Previously, I have taught a range of papers at undergraduate and postgraduate level on early modern British, European and early American history, as well as delivered lectures and seminars on comparative, historiographical and methodological topics. From 2015-2017 I convened HI275 The British Problem (second year option module) at the University of Warwick. 

Other Professional Activities


  • British social history c.1600-1850
  • Early Modern History
  • American History

Key Publications


Female Friends and the Making of Transatlantic Quakerism, 1650–1750, Cambridge Studies in Early Modern British History (Cambridge: Cambridge University Press, forthcoming 2018). 

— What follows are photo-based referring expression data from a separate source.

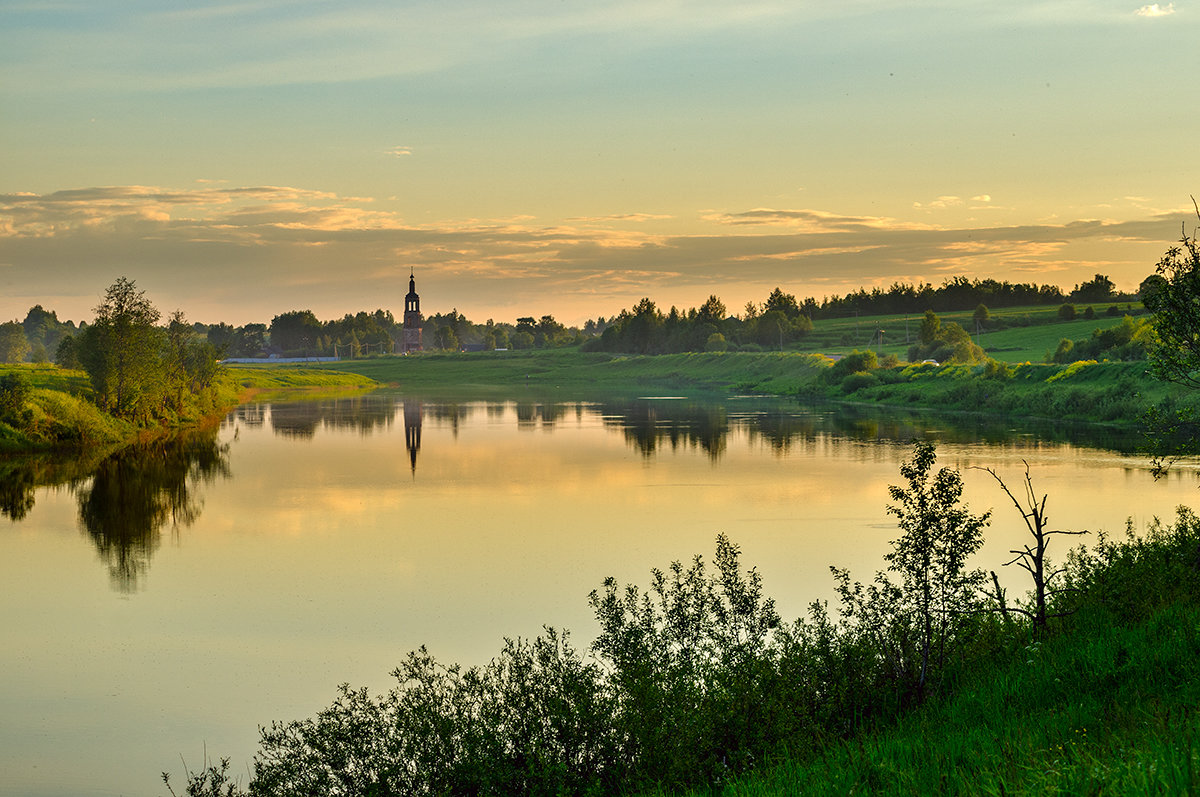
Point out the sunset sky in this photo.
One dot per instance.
(244, 159)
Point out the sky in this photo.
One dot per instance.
(244, 159)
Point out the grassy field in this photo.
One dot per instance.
(1029, 334)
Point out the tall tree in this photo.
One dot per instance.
(121, 352)
(13, 345)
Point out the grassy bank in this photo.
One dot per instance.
(1105, 703)
(1109, 393)
(58, 415)
(695, 685)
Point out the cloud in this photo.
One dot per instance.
(247, 253)
(1156, 10)
(809, 220)
(634, 217)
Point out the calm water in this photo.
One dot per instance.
(171, 600)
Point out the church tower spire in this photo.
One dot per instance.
(412, 317)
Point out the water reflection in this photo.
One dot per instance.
(413, 431)
(136, 492)
(126, 499)
(655, 425)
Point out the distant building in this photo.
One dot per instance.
(412, 341)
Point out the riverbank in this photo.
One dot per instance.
(57, 415)
(1115, 394)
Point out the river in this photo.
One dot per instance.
(162, 604)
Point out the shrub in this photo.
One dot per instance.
(15, 389)
(858, 381)
(717, 342)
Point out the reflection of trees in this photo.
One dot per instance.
(547, 414)
(648, 425)
(133, 493)
(451, 414)
(17, 483)
(365, 414)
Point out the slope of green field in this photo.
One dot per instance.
(1014, 335)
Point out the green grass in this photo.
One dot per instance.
(1029, 334)
(1107, 703)
(574, 373)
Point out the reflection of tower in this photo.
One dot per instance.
(412, 317)
(413, 430)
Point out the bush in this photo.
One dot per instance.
(853, 363)
(858, 381)
(15, 389)
(717, 342)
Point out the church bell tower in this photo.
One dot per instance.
(412, 341)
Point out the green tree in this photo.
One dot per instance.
(930, 325)
(930, 557)
(712, 311)
(66, 355)
(297, 333)
(1174, 299)
(13, 343)
(784, 303)
(121, 352)
(1098, 288)
(918, 622)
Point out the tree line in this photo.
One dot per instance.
(774, 323)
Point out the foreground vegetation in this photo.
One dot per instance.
(922, 682)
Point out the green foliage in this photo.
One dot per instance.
(141, 371)
(717, 342)
(1098, 288)
(15, 389)
(121, 352)
(855, 363)
(996, 370)
(858, 381)
(696, 682)
(13, 345)
(66, 355)
(945, 342)
(918, 621)
(297, 333)
(1128, 340)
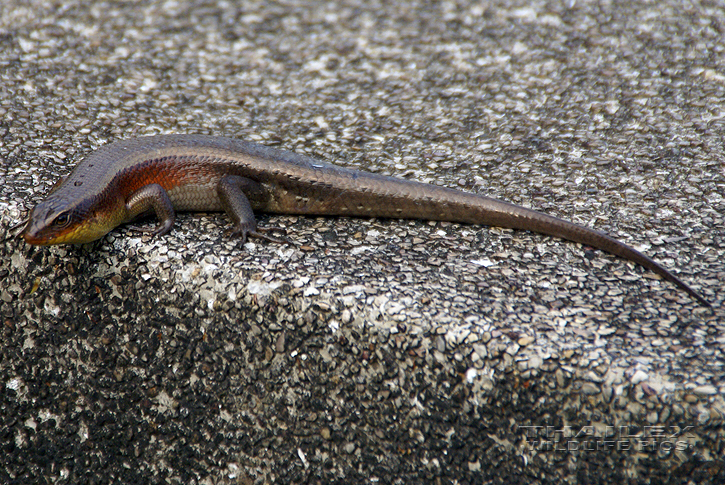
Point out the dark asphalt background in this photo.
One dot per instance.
(372, 351)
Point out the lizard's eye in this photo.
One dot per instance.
(62, 220)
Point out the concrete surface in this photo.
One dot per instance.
(373, 351)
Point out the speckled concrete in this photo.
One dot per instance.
(373, 351)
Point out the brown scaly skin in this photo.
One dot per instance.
(171, 173)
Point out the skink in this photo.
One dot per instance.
(169, 173)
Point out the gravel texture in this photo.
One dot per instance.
(373, 351)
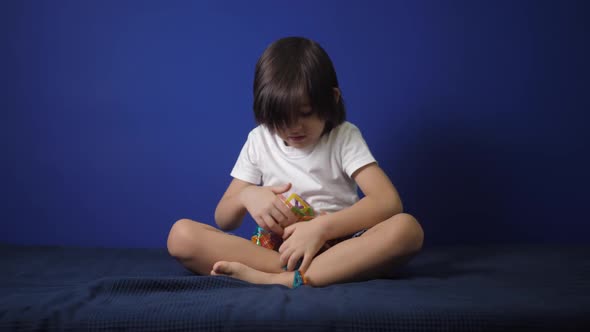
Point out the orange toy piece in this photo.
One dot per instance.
(272, 241)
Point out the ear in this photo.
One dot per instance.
(337, 95)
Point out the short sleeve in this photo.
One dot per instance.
(355, 152)
(246, 167)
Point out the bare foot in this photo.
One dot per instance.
(243, 272)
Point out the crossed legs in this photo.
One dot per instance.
(206, 250)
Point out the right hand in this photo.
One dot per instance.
(267, 208)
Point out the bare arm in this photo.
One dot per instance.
(266, 208)
(230, 211)
(381, 201)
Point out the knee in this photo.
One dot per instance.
(413, 234)
(180, 238)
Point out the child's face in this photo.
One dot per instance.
(305, 131)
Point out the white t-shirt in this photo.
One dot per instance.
(320, 174)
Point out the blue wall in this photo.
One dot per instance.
(120, 117)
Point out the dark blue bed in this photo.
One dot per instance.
(462, 288)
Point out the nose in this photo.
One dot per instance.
(296, 125)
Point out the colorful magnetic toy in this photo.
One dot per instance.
(273, 241)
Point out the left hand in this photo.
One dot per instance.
(302, 240)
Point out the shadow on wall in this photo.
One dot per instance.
(455, 178)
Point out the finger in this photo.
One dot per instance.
(272, 225)
(278, 217)
(293, 259)
(284, 258)
(306, 262)
(261, 223)
(281, 189)
(289, 215)
(288, 232)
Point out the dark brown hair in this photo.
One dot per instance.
(290, 71)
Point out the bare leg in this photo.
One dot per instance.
(198, 246)
(384, 247)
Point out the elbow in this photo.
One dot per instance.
(227, 222)
(393, 204)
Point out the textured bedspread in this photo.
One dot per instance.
(469, 288)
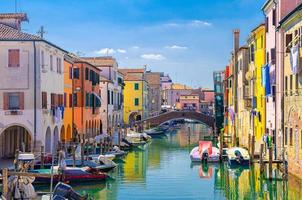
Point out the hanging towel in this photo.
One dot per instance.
(294, 59)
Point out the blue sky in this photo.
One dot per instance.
(188, 39)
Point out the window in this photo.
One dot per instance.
(51, 62)
(136, 86)
(65, 100)
(76, 73)
(42, 60)
(44, 100)
(112, 97)
(266, 24)
(75, 100)
(70, 72)
(291, 136)
(13, 58)
(108, 96)
(87, 100)
(274, 18)
(286, 85)
(14, 101)
(285, 136)
(290, 84)
(86, 73)
(297, 83)
(59, 67)
(136, 101)
(288, 40)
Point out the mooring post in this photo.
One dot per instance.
(5, 183)
(42, 157)
(73, 155)
(270, 166)
(82, 152)
(221, 145)
(261, 159)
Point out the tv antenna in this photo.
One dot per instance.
(41, 32)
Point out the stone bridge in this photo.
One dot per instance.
(157, 120)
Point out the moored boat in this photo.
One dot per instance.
(71, 174)
(205, 152)
(238, 157)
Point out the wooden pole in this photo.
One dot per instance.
(270, 166)
(82, 153)
(261, 159)
(253, 148)
(42, 157)
(5, 183)
(73, 155)
(221, 145)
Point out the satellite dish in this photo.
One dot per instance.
(249, 75)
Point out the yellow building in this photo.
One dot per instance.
(256, 43)
(291, 26)
(66, 130)
(135, 95)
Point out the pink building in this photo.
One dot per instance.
(189, 102)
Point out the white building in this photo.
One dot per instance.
(31, 87)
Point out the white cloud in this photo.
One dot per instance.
(105, 51)
(191, 23)
(176, 47)
(121, 50)
(153, 57)
(199, 23)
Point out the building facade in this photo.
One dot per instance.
(135, 95)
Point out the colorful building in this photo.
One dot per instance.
(31, 89)
(135, 95)
(256, 43)
(189, 102)
(291, 26)
(87, 99)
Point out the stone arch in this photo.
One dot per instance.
(62, 134)
(55, 139)
(68, 133)
(48, 140)
(14, 137)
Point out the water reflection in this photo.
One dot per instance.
(163, 170)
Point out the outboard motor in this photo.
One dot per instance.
(205, 157)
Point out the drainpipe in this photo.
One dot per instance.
(35, 94)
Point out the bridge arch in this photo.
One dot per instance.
(173, 115)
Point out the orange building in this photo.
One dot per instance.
(87, 101)
(66, 130)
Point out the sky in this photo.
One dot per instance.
(187, 39)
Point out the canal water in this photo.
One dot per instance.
(163, 170)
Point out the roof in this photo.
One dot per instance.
(133, 74)
(9, 33)
(106, 61)
(21, 16)
(298, 8)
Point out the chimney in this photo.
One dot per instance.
(236, 34)
(13, 20)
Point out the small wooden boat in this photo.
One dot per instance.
(153, 132)
(64, 191)
(71, 174)
(205, 152)
(102, 166)
(238, 157)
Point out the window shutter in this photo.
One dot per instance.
(5, 101)
(21, 100)
(13, 58)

Articles and book chapters

  • ‘Providence, Punishment and Identity Formation in the Late-Stuart Quaker Community, c.1650-1700’, The Seventeenth Century, vol. 31, no. 4 (2016), pp. 471–494: doi: 10.1080/0268117X.2016.1246261.
  • ‘‘She suffered for my sake’: Female Martyrs and Lay Activists in the Transatlantic Quaker Community, 1650-1710’, in New Critical Studies on Quaker Women: 1650-1750, ed. by Catie Gill and Michele Lise Tarter (under contract with Oxford University Press) (forthcoming, 2018).
  • ‘Women’s Hospitality Networks in the Eighteenth Century Transatlantic Quaker Community’. This article will be published in a special issue in Journal of Early Modern History under the theme ‘Religious Women’s Active Communities in Europe and Beyond’ (forthcoming, vol. 22, no. 1, January 2018).
  • “None fitter to do the husband's work’: Women, Domesticity and the Household in the Transatlantic Quaker Movement’, in Newberry Essays in Medieval and Early Modern Studies, Vol. 7 (Chicago: The Newberry Library, 2013), pp. 133-149.
  • ‘In Pursuit of Heavenly Guidance: The Religious Context of Catherine Exley’s Life and Writings’, in Rebecca Probert (ed.), Catherine Exley’s Diary: The Life and Times of a Camp-follower in the Peninsular War (Kenilworth: Brandram, 2014), pp. 79-95.